California's Proposition 5, which would do all sorts of strange things to the state's Penal Code, changing the way Californians actually live, has predictably been overshadowed by Prop 8, which has only symbolic importance for its most ardent, passionate and aroused supporters. (Yes, but what symbols!)

Prop 5 is massively long - 57 sections over 20 pages of small type - making it difficult even for those of us trained to endure long statutes to be sure exactly what it does.

But the California Secretary of State's website does include this very amusing "rebuttal" to arguments against Prop 5 from Orange County Superior Court Judge James Gray, who (according to his own website) ran for Congress as a Republican and for the Senate as a Libertarian without having to hang up his robe:

Under Prop. 5, judges make the call as to which nonviolent offenders get into treatment and which don’t. Judges know how to separate dangerous offenders from deserving cases. We do it every day.

Nothing in Prop. 5 prevents judges from sentencing dangerous offenders for the crimes mentioned by opponents.

It's not really a criticism of judges to say: balderdash and blatherskite. No one's particularly good at predicting future violence except in the obvious, Tasmanian Devil cases. But judges are demonstrably bad at it.

From England's reliably excited Daily Mail we learn (if that's the right verb to use in connection with the Daily Yell):

Criminals on probation commit a murder every week, official figures show.

In the past two years, offenders under supervision have been convicted of 121 murders.

Meanwhile, 44 have been convicted of manslaughter, 103 of rape and 80 of kidnapping.

(Nice short paragraphs, no?)

In comparatively unpopulated New Mexico, our number of homicidal probationers is much more modest, according to my local paper, the Albuquerque Journal:

At least 13 people sentenced to probation in the past five years have been charged with committing homicide while serving their sentences, according to a survey of court records.

Two of them have been charged with multiple killings while on probation, bringing the total number of deaths to 16.

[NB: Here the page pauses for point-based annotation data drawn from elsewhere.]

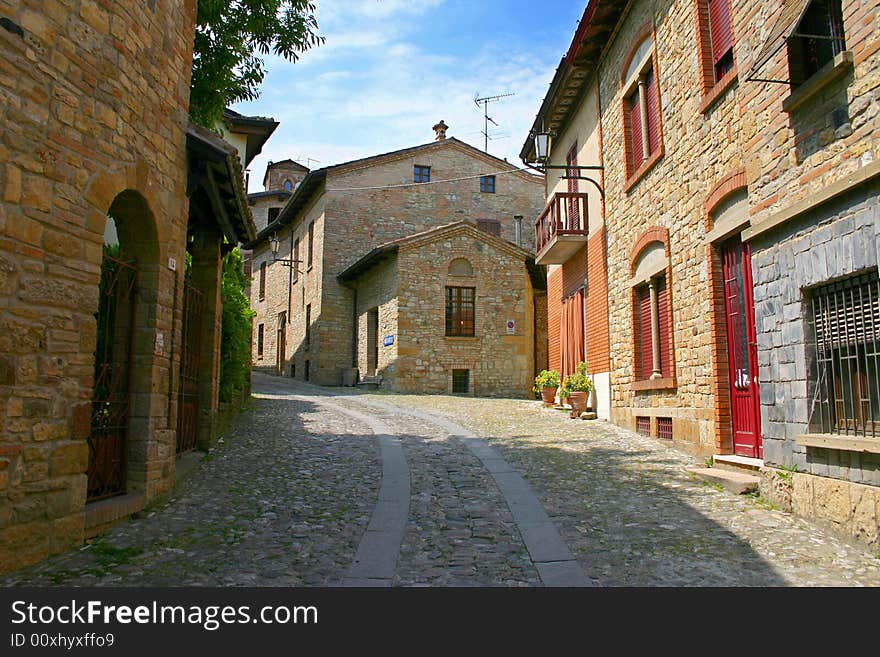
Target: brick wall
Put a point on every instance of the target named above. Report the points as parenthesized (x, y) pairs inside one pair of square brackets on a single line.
[(95, 101), (700, 145)]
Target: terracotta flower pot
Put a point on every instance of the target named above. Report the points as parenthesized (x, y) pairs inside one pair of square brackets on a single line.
[(578, 401), (548, 395)]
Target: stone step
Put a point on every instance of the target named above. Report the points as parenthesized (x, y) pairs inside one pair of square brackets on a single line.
[(734, 481), (737, 463)]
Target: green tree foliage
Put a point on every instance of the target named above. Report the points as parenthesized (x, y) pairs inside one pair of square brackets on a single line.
[(231, 38), (235, 345)]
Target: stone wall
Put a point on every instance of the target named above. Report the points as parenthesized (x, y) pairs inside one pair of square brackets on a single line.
[(95, 99), (828, 243), (700, 145), (378, 289), (358, 221), (500, 364), (291, 293)]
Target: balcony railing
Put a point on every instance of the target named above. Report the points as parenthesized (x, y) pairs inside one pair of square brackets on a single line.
[(563, 224)]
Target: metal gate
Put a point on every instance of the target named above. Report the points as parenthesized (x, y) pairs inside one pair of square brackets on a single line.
[(111, 399), (190, 361)]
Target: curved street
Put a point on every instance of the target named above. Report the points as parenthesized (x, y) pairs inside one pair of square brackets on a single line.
[(329, 487)]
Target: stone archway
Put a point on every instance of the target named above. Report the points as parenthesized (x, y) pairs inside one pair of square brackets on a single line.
[(125, 354)]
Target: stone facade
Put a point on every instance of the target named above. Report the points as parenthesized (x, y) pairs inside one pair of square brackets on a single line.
[(812, 168), (354, 208), (406, 293), (94, 123)]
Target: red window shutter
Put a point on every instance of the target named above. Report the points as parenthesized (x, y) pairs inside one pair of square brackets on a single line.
[(665, 341), (719, 28), (635, 156), (653, 112)]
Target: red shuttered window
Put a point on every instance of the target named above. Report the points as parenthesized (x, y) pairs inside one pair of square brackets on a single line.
[(643, 330), (721, 36), (634, 152), (653, 118)]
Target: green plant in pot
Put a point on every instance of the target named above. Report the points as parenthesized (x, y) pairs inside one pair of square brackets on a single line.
[(577, 387), (546, 383)]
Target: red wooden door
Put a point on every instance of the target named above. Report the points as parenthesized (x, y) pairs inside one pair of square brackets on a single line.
[(742, 352)]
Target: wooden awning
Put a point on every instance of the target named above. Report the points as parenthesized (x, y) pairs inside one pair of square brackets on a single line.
[(786, 23)]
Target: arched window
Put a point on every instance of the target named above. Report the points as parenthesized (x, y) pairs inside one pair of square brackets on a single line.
[(460, 267), (641, 108), (651, 314)]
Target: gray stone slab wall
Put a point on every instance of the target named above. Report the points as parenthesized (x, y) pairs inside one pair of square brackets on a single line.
[(834, 241)]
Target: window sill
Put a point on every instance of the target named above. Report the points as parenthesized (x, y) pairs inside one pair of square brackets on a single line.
[(843, 443), (640, 173), (653, 384), (711, 96), (832, 71)]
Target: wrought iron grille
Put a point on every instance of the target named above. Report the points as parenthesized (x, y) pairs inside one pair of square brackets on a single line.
[(111, 399), (845, 318), (461, 380), (664, 428), (190, 361)]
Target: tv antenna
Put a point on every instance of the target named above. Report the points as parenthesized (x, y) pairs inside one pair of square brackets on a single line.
[(486, 118)]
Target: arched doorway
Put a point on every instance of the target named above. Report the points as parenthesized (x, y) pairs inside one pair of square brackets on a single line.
[(122, 365)]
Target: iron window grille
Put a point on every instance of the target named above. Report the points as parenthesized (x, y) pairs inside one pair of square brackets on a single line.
[(491, 226), (461, 381), (460, 307), (421, 173), (844, 382), (664, 428)]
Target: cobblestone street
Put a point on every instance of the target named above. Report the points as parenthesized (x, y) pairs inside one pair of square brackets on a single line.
[(325, 487)]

(Those monstrously long paragraphs!  They wind on and on like mountain roads!)

Sixteen deaths is pretty horrible, but I don't think anyone should be surprised that probationers (allegedly) committed them.  As the best recent justice of our Supreme Court mildly observed in a Halloween op-ed, "The unpredictability of behavior of an unpredictable population is a real challenge to those working in the system."

It's hard to know when some people are done being dangerous.  That works both ways, of course.  We learn about the dangerous people judges let out, but not about the undangerous sent away to prison.

There may be some excellent reasons for voting for Prop 5, but faith in the ability of judges to predict the future dangerousness of drug-abusing criminals isn't one of them.